あの記事を書いた6月の段階で、コソボ特別法廷から出された発表は「サチが起訴された」というものではなく、「サチを起訴する見込み」という内容のものでした。
サチは自ら辞職し、ハーグへ
起訴について発表されてから数か月がたち、サチが現職の大統領として逮捕されることになるのか気になっていましたが、結局サチは自ら辞職して特別法廷のあるハーグへ行くことを決めました。サチの決断の少し前に、元コソボ解放軍広報担当でありコソボの国会議長を務めたヤクップ・クラスニチ(Jakup Krasniqi)の逮捕とハーグへの送還があったので、それも影響しているのかもしれません。
また、サチだけではなく、同様の戦争犯罪で起訴される見込みであったカドリ・ヴェセリらも自らハーグへ赴く旨を表明しています。逮捕されるのが嫌なんでしょうね…。
気になるコソボ国民の反応は…
今回のサチの辞任と起訴について、コソボの人たちはどんな反応をしているのでしょうか。現地にいないので実際の空気感はわかりませんが、法廷が6月に起訴について発表した後、コソボでは、起訴に反対する特大ポスターが掲示されたりしているようです(上の写真の左がサチ、右がヴェセリ。「戦争と平和の英雄」と書かれている)。
サチの所属する政党であるPDK(コソボ民主党)は、元コソボ解放軍を政治母体としており、サチらを戦争の英雄だと考える人も一定数いるんですね。もちろん、ポスターが貼られているから、みんながサチの起訴に反対しているというわけではありません。戦争を経験した人にとっては、かなり複雑な心境もあるでしょうし、様々な考えがあると思います。
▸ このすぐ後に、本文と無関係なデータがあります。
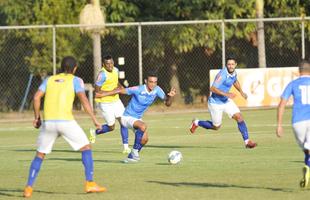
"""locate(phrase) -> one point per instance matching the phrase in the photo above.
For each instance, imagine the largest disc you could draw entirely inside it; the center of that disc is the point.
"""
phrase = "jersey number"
(305, 94)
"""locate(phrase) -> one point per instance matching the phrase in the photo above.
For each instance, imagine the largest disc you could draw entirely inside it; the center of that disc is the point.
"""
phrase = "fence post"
(223, 44)
(140, 53)
(302, 38)
(54, 49)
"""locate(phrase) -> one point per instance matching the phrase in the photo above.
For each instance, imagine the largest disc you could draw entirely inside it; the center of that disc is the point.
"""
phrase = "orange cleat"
(193, 126)
(250, 145)
(91, 187)
(28, 191)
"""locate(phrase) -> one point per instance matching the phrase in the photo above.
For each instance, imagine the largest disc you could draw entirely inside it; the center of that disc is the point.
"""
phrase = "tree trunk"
(174, 82)
(96, 54)
(260, 34)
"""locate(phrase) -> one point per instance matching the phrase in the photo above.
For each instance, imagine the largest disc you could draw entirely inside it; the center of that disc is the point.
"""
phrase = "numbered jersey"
(300, 89)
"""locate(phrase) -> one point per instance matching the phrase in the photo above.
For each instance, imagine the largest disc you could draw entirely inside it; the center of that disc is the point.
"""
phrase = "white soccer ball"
(174, 157)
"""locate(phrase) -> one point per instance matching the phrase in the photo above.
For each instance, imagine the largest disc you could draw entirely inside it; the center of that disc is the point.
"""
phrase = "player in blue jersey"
(142, 97)
(221, 101)
(300, 90)
(59, 92)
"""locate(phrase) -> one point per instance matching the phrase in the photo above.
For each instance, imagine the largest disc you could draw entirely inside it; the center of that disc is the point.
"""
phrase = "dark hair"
(230, 58)
(67, 64)
(151, 74)
(107, 57)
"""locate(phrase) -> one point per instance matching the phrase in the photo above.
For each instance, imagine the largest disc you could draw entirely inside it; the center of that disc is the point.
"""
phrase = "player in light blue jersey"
(300, 90)
(142, 97)
(220, 101)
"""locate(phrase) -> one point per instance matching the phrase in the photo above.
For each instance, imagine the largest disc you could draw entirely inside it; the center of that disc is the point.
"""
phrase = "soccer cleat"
(305, 179)
(92, 135)
(250, 145)
(126, 150)
(193, 126)
(92, 187)
(130, 160)
(28, 191)
(133, 157)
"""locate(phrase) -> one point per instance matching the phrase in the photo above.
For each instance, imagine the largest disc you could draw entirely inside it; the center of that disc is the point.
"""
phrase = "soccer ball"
(174, 157)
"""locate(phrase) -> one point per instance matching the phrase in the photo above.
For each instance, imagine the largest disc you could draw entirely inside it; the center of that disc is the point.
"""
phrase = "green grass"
(216, 165)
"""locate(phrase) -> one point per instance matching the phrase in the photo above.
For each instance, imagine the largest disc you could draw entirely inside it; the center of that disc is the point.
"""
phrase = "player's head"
(231, 64)
(151, 80)
(304, 67)
(108, 63)
(68, 65)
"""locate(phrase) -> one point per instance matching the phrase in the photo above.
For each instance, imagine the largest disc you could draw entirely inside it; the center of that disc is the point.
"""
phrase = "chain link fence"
(30, 53)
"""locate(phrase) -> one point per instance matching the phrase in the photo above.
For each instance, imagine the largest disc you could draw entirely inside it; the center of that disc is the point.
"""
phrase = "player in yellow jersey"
(59, 92)
(110, 105)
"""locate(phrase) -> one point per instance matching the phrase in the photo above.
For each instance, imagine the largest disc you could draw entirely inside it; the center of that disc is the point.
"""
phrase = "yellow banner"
(263, 86)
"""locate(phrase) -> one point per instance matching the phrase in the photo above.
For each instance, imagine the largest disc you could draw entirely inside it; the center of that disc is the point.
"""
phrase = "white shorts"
(216, 111)
(302, 134)
(111, 111)
(128, 121)
(69, 130)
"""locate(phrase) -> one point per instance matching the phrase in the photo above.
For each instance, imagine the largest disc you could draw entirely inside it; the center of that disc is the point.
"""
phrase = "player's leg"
(119, 110)
(216, 112)
(302, 135)
(139, 128)
(233, 112)
(46, 139)
(77, 139)
(107, 111)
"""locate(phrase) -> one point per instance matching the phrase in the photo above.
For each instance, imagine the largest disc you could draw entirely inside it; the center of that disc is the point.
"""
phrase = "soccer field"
(215, 166)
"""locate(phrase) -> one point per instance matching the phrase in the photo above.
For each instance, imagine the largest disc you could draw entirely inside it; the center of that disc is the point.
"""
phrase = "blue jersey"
(300, 89)
(223, 81)
(141, 100)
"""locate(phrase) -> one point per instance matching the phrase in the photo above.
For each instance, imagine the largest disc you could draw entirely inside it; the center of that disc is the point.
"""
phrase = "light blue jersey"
(300, 89)
(141, 100)
(223, 81)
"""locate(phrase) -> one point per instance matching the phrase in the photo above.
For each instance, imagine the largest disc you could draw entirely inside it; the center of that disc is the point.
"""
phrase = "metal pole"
(54, 49)
(140, 54)
(223, 44)
(303, 39)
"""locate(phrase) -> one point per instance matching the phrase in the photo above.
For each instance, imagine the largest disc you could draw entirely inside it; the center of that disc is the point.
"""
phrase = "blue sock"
(244, 130)
(124, 133)
(104, 129)
(34, 170)
(88, 163)
(307, 159)
(205, 124)
(138, 138)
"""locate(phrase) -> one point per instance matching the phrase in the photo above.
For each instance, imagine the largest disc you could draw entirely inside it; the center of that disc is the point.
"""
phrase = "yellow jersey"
(108, 82)
(60, 92)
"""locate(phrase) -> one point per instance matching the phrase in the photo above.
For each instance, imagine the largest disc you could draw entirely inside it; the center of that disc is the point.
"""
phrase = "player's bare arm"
(220, 92)
(86, 105)
(170, 94)
(280, 111)
(36, 107)
(238, 87)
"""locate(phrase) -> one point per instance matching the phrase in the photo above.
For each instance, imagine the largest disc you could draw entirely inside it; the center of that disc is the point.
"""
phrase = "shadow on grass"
(219, 185)
(179, 147)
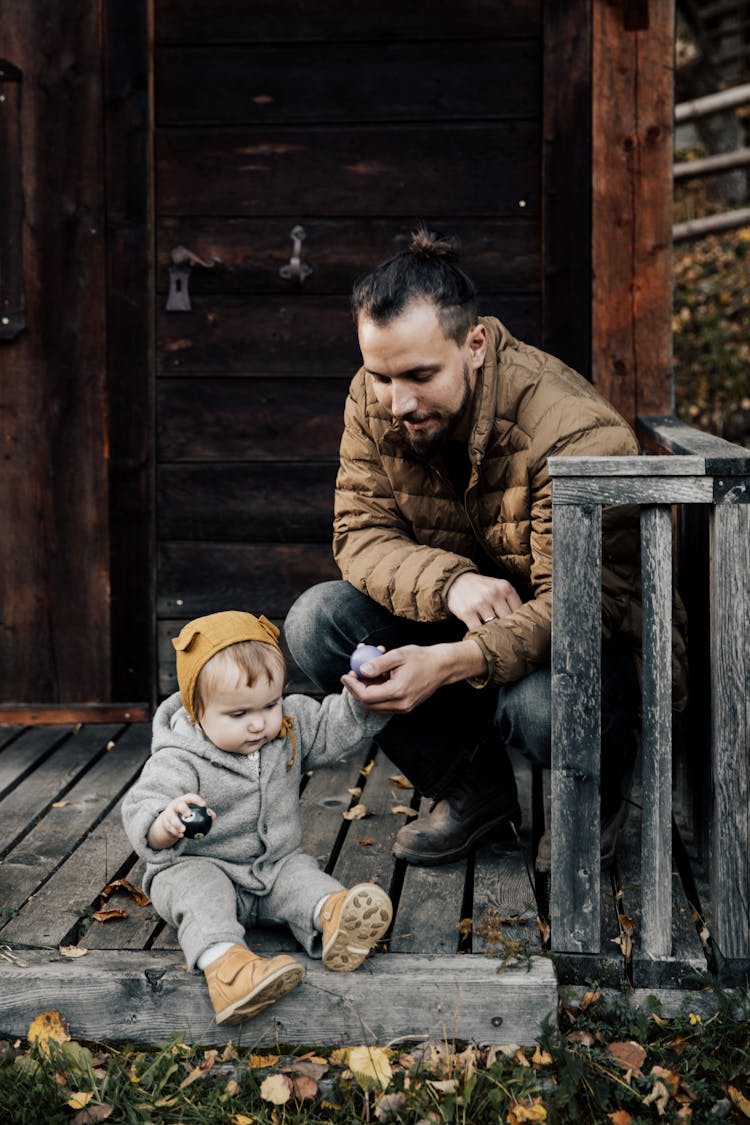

サチが犯したとされる罪って、マイノリティであるセルビア人やロマの殺害や拷問もあるのですが、自民族であるアルバニア人の政敵らに対する殺人や拷問も指摘されているのです。犯した罪の重さは、その対象によって変わるべきことではありませんが、それぞれの人の受け止め方は異なります。コソボ解放軍を絶対的に信じている人でも、サチをかばいたい気持ちになる人もいれば、同胞の殺害に関与したことを許せない人もいるでしょう。
最近の選挙で最も多くの票を集めている党であるVV(ヴェトヴェンドスイェ、直訳だと「自己決定」という意味で、アルバニアンナショナリスト的な価値観だと思われる)は、サチらを断罪して既存の政治にノーをつきつける形で支持を得ているので、多くの国民はサチを評価していないのではないかと思うのですが。
私の夫は、サチが大統領を辞めてハーグに行くことが報道されたのを見て、「ああ、これで本当にコソボ紛争が終わる」と言っていました。紛争を経験して、紛争後も汚職まみれの政治を目の当たりにして、本当に戦争犯罪が裁かれるのか懐疑的になっていた様子を見てきたので、その一言に泣きたくなりました。
罪がきちんと裁かれますように
戦争中、そして戦争後に何があったのか、どんな犯罪が行われたのかを明らかにして、それぞれの罪が裁かれることは、民族和解や政治不信の払拭のための重要なプロセスです。だから、戦争が終わったから「はい、おしまい」ではなくて、戦争犯罪はできる限りきちんと裁かれてほしいと思います。サチらが行っていたとされる法廷への妨害行為が実を結ばなくてよかった…。あとは、懸念されている証言者への脅迫や迫害がないことを強く祈ります。